Après le Conseil Général, les félibres se retrouvaient pour la “Taulejado de la Coupo” (Banquet de la Coupe).

C’est alors, qu’avant de boire à la “Coupo Santo” le Capoulié Jacques Mouttet dans son discours officiel en langue d’Oc, rappelait une fois encore que : Le Félibrige est un engagement digne et respectable qui doit faire valoir les droits d’une culture, d’une langue face aux responsables de l’Etat, auprès des ministères de l’Education ou de la Culture, tant qu’ils ne comprendront pas que les langues régionales ont un rôle éducateur, économique, social, civilisateur, à jouer et, qu’elles constituent la richesse patrimoniale de la France au même titre que les monuments ou les collections prestigieuses des Musées.

Ensuite ont été proclamés les trois nouveaux Majoraux élus par le Consistoire : Monsieur Paul Raynal, félibre limousin, résidant à Ecully près de Lyon ; Monsieur Michel Benedetto, félibre provençal et Sendi de la Maintenance de Provence, de Villeneuve, près de Manosque ; Monsieur Pierre Imbert, félibre provençal de Fréjus.

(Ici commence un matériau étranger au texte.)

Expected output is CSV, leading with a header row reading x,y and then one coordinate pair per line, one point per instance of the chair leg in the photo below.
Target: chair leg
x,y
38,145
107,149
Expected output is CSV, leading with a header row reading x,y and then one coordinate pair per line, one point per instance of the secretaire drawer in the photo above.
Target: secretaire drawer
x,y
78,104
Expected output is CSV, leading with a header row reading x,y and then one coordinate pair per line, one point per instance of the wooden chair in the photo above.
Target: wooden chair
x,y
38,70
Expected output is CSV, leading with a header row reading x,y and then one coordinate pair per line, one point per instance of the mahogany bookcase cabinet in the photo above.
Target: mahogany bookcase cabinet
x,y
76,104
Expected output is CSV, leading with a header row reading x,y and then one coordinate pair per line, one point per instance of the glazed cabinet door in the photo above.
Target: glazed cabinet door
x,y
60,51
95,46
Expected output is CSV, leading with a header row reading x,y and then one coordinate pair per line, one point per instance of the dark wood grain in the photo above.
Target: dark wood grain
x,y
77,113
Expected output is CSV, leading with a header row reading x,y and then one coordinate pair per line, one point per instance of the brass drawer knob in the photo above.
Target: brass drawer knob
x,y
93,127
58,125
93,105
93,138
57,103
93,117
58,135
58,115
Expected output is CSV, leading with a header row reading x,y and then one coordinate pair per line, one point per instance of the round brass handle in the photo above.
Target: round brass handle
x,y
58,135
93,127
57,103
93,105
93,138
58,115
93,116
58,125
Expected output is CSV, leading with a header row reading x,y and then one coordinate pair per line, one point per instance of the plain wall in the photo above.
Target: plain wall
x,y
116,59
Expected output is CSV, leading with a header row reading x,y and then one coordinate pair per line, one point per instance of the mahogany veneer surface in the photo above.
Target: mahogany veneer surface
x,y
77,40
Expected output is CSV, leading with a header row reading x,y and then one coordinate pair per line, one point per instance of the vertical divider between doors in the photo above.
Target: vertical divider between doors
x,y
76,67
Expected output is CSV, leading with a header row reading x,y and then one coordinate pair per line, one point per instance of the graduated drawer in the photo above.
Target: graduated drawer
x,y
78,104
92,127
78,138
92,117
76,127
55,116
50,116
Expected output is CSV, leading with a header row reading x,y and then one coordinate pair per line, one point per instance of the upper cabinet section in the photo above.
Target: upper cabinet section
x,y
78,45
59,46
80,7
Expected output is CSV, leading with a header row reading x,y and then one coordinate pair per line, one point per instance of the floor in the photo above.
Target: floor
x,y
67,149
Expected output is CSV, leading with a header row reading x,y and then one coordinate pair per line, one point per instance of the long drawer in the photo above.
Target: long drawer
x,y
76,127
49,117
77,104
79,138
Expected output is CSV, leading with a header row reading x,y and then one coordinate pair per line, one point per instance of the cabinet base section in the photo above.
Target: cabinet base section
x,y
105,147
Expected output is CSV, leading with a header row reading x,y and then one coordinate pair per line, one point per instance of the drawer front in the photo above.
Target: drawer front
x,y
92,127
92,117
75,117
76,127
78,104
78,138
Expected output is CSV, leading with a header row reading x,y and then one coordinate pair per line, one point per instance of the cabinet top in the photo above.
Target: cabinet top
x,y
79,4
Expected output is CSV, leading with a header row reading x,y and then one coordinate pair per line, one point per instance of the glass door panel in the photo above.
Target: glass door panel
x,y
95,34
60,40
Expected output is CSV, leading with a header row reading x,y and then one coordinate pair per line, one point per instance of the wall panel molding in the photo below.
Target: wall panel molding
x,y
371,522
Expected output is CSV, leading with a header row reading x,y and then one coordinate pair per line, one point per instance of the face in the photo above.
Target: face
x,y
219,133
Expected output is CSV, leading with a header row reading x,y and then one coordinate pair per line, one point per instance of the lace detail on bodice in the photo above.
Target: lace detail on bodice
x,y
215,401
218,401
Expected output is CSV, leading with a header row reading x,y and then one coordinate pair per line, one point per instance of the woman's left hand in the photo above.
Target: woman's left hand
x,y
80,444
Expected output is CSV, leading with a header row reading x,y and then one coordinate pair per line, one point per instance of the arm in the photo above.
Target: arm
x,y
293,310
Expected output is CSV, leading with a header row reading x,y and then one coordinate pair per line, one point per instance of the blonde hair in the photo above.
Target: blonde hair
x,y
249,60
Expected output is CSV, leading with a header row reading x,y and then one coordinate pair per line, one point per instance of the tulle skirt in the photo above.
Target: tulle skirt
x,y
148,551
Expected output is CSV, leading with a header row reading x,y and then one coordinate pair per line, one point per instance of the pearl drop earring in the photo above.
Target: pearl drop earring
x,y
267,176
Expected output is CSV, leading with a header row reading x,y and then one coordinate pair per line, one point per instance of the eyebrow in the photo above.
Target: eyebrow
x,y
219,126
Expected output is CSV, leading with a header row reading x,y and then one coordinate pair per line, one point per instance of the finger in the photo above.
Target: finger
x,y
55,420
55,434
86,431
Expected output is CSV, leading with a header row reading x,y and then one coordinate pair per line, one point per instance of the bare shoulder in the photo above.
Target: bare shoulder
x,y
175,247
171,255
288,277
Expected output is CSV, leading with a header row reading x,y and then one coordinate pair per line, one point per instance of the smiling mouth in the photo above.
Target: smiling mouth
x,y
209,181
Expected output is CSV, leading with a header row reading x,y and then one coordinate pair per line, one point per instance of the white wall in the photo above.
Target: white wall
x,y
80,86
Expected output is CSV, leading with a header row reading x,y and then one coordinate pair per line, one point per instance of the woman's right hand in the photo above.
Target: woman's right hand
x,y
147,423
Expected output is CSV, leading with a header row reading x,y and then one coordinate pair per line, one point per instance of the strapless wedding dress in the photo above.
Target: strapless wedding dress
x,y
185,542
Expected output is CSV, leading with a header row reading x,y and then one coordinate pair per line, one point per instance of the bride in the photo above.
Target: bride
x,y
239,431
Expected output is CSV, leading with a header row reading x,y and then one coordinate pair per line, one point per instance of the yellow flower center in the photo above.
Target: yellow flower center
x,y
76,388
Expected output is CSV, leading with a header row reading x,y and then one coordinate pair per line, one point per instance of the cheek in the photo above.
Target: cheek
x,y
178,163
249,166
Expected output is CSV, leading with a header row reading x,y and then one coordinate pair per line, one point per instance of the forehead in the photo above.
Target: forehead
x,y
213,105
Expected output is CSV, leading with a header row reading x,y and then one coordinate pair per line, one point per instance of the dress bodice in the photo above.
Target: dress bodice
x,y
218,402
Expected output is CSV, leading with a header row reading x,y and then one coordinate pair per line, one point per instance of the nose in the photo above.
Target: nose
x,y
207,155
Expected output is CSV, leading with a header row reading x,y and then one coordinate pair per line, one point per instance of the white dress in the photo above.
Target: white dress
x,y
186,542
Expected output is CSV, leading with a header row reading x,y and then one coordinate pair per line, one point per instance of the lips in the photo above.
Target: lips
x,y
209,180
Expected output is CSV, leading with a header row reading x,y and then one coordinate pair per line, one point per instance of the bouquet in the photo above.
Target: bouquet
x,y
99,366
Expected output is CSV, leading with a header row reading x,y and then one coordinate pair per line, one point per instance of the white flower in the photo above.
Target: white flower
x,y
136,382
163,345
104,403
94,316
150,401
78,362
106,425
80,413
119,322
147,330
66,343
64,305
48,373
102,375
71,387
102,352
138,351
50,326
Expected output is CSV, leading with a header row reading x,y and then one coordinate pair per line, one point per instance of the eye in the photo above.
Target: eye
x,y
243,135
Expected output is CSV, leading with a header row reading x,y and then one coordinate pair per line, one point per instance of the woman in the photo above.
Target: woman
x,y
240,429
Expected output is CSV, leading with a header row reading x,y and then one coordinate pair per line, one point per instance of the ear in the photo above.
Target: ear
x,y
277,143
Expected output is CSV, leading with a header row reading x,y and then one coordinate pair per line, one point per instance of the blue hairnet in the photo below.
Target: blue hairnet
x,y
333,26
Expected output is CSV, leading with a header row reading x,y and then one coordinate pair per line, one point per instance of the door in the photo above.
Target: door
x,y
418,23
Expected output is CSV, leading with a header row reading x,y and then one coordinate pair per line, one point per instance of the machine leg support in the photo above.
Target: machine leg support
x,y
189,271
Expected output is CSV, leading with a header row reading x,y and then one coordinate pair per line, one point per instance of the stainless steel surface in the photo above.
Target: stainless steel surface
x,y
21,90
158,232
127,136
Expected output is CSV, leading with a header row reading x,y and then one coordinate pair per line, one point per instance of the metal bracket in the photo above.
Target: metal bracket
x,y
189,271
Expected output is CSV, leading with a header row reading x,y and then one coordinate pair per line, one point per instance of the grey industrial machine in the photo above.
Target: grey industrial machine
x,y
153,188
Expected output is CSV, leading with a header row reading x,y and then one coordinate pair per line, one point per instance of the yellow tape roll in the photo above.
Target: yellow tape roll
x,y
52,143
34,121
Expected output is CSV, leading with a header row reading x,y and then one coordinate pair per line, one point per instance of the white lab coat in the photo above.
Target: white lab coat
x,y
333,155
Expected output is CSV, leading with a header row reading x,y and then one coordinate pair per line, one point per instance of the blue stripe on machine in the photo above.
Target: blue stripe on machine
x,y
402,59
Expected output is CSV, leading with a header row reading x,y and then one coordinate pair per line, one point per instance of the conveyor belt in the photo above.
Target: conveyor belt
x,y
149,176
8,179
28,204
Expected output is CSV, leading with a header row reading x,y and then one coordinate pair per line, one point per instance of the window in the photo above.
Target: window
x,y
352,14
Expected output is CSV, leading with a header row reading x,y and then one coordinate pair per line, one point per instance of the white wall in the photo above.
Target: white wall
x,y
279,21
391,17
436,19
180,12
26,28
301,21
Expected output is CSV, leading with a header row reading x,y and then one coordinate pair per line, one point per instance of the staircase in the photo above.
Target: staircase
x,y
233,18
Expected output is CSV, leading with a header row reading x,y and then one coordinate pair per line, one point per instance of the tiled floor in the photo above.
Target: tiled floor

De plus deux Sòci (membre associé) du Félibrige ont été nommés, il s’agit du professeur Paul Lefin, de Liège, en Belgique, président de l’Union wallone ainsi que de l’AIDLCM, puis le professeur Sergio Gilardino, piémontais d’Italie, docteur des universités de Bologne et de Harvard, linguiste, spécialiste des langues minoritaires. Ce dernier a d’ailleurs été acclamé lorsqu’il a fait remarquer aux congressistes que : "Il ne faut plus parler de la lengo nostro, de notre langue étant donné que la langue d’Oc par son role prestigieux de langue littéraire internationale au moyen-age à l’origine d’une véritable renaissance littéraire européenne, étant donné qu’’elle a été honorée d’un prix Nobel avec Frédéric Mistral, cette langue appartient à l’Humanité ! "

Le soir, dans la salle l’Estelle, devant une salle comble, une fois de plus, les félibres et les habitants de Gréoux, des curistes, assistaient à une soirée de contes en provençal animée par Claude Coste et Jean-Pierre Béraud qui ont su mettre en valeur toute la richesse de notre langue (celle de l’humanité !), suivi de la chorale des Félibres bas-Alpin sous la direction de Daniel Guillot, qui a été remarquable dans ses interprétations.

Le mardi 13 une centaine de congressistes partaient en autobus en direction des Gorges du Verdon, s’arrêtant pour déjeuner à Moustiers Ste Marie où ils étaient accueillis en provençal par le Maire de Moustiers M. Alain Archiloque. Après le repas ils ont visité un atelier de faiences, le vilage et certains sont montés jusqu’à la chapelle Notre Dame de Beauvoir pour voir l’Etoile de plus près !

De retour vers dix-neuf heures à Gréoux, les félibres sont ensuite repartis chez eux, heureux d’une grande et belle Santo-Estello organisée et conduite, du début à la fin, de main de maître, par le Sendi Michel Benedetto, devenu entre temps Majoral du Félibrige, ainsi que toute son équipe, que tout le monde a remerciée et congratulée chaleureusement.